Is it actually true that the active ingredient in generic pills is allowed to deviate that much? 20% seems awfully high... Unless you mean plus or minus 10%... But even that sucks if you ask me. I don't see why things wouldn't be regulated at no more than plus or minus 5%, or even lower.

Bioequivalence (which is what we're discussing here) is usually determined via PK variables such as Cmax, Tmax and AUC, though on rare occasions pharmacodynamic endpoints may be accepted. In most developed countries, an acceptable range for a new generic is 80-125% of proprietary brand (90% CI).

I would caution against reasoning that this certainly accounts for meaningful differences between brands and generics, though, since different batches of either product may also vary to an equivalent degree.

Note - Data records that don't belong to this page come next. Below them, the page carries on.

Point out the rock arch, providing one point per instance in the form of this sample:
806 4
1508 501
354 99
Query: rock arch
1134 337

Edit: >>here's<< a simplified read
 
Sorry I have no information, but that is an excellent question! ,OP

(If you think 20% seems awfully high, I'm not sure that you understand it's not the amount of product per amount of binding/fillers necessarily I think, but the consistency. How many types of binders and fillers there are? OK categorically it's pretty limited, but still enough to give you enough permutations. The question is about pharmacokinetic properties of those I think, which is a different matter.)
 
Yes, my apologies for my poor reading comprehension. I get it now by rereading everyone's posts. How embarrassing...
 
So if we assume that the therapeutic occupancy of benzos is ~10% (which is a guess), then the therapeutic dose would be ~0.1x the ki -> 9.09% occupancy, and your reduction of 25% would be 0.075 the ki -> ~6,98% occupancy (here you definitely need a calculator, well, at least I did)

So that's a 2.11% reduction, even smaller than the previous 3% and 4%! However, 4% from 80% is 5%, whereas 2% from 10% is 20%, which could cause a withdrawal!

Ahhh I see, so there are essentially large enough diminishing returns on dosage such so that a reduction in potency at high occupancy levels does not result in a significant change in occupancy.. Interesting, thank you
 
Fillers etc

Interesting, thank you.

Regarding intuitively expecting withdrawal symptoms when going from 25mg to 20mg of a benzo, I guess there could be a half life component to having withdrawal symptoms in the sense that a very fast 3-4% decrease in concentrations could be very different from a very slow decrease.


I suppose another piece of evidence against the "reduced potency -> withdrawal symptoms" hypothesis is that I first heard about this with zolpidem (with headaches etc being reported with particular generics).

If the symptoms were due to reduced concentrations, we should expect people to have such symptoms every morning.

Unfortunately this all seems to leave the filler/lactose hypothesis, but maybe some percentage of people really are intolerant to some fillers?

You are spot on regarding the fillers... check the generic Wellbutrine class action won in favor of patients... much ado about the non regulation of the fillers/lactose_binders interaction with active ingredient... this is my first night_am posting anything, and I just posted info in detail on this subject in the Ambien thread... I hope this lost a over to you correctly! :))
 
The release systems used in XR medications are more than just "binders/fillers", they are specifically engineered mixtures of compounds designed to release the drug at a gradual rate, whereas the lactose or starch or whatever in an IR pill is effectively just there to add weight and does not retard dissolution of the pill.